Kembali kita pada persoalan penting, bahwa menjadi guru bukanlah program hidup yang tidak disengaja dan terencana. Kita pasti setuju, pekerjaan yang sangat mulia ini tidak lagi di marjinalisasi dan dianggap enteng. Setelah lahirnya Undang-Undang Nomor 14 Tahun 2005 Tentang Guru dan Dosen, performa profesi ini semakin bernilai. Orang tua tak perlu repot mengintervensi keinginan anaknya mau jadi apa kelak. Terlebih lagi membelokkan keinginan menjadi guru.

Keteladanan yang ditunjukkan sang guru di sekolah dan lingkungan masyarakat secara biasanya menumbuhkan simpati dan keinginan seorang anak mengikuti jejak profesinya. Ingatan kita terhadap sikap dan perilaku guru-guru saat SD, SMP, SMA bahkan mungkin perguruan tinggi, semakin mempertajam cita-cita menjadi guru. Ya, paling tidak generasi muda saat ini menyayangi dan tetap mengingat jasa-jasa mereka.

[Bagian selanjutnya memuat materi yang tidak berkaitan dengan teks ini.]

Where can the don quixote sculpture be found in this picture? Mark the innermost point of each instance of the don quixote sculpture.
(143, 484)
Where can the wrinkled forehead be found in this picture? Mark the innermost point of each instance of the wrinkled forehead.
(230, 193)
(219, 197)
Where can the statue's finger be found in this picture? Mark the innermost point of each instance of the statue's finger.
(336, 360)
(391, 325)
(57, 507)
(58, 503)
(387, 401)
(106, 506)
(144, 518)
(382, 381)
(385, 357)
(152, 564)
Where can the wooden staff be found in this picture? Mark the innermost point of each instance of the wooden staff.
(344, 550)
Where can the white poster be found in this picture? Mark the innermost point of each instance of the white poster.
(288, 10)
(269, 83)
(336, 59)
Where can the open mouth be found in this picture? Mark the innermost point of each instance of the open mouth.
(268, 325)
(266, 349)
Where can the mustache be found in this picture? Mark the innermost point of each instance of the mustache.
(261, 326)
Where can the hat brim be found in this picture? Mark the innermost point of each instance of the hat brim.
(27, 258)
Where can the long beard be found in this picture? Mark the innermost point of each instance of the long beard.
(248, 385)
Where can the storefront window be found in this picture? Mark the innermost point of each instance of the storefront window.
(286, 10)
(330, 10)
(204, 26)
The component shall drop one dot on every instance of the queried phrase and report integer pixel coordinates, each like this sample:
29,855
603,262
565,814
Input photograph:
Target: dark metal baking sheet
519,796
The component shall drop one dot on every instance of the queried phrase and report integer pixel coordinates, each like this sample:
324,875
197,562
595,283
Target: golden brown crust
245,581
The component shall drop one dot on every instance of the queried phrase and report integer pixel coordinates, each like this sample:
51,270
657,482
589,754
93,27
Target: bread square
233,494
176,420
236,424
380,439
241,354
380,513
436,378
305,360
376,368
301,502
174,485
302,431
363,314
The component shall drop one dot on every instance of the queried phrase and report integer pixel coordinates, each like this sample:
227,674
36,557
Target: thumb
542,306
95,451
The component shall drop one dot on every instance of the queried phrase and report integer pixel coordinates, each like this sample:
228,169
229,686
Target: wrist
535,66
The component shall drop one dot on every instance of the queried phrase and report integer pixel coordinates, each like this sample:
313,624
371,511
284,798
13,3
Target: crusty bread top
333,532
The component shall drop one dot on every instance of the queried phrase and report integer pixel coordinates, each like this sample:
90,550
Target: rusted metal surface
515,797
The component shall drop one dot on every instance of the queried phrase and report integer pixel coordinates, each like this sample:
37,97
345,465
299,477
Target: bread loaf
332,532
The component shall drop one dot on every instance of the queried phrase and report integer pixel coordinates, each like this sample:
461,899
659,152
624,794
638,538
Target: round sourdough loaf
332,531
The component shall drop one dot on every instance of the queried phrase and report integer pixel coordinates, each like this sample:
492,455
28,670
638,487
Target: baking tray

Cita-cita adalah awal sebuah proses meraih mimpi. Memiliki cita-cita berarti memiliki tujuan hidup yang jelas. Memiliki kejelasan tujuan adalah separo kesuksesan. Adapun yang separo itu adalah bagaimana kita menempuhnya. ”Carilah dari apa yang dianugerahkan Allah untuk meraih kehidupan akhirat, dan janganlah kamu lupakan bagianmu dari kenikmatan dunia.” (QS. Al Qashash: 77)

Bila hari ini masih bercita-cita jadi guru, mari mengacungkan jempol buat niat mulia ini. Tapi jangan coba-coba menjadikannya cita-cita kedua, ketiga atau terakhir. Mantapkan cita-cita itu dengan kebulatan tekad dan ikhtiar. Bagi kita yang kini telah menjadi guru, jadilah guru yang bercita-cita menjadi guru di lingkungan sekolah, dan  profesional bila memberi nilai bagi masyarakat luas.

Mulai dari Hati

Awali mengikuti pelatihan motivasi ini dengan paras yang berseri dan penuh semangat. Gulirkan senyum, dan rasakan atmosfir kebahagiaan itu.  Berbahagialah kita yang terus mensyukuri pemberian hati yang bersih. Berbahagialah hidup bila dibingkai dengan hati yang tulus. Berbahagialah jiwa yang tetap memelihara hati dalam menjalankan pekerjaan sebagai bentuk ibadah kita kepada Tuhan Yang Mahakuasa. Dengan kebersihan dan ketulusan hati yang terpelihara, kita berupaya memberikan kontribusi nilai yang bermanfaat bagi semua orang, dan terlebih lagi siap menjadi sosok yang pantas diteladani dalam kehidupan.  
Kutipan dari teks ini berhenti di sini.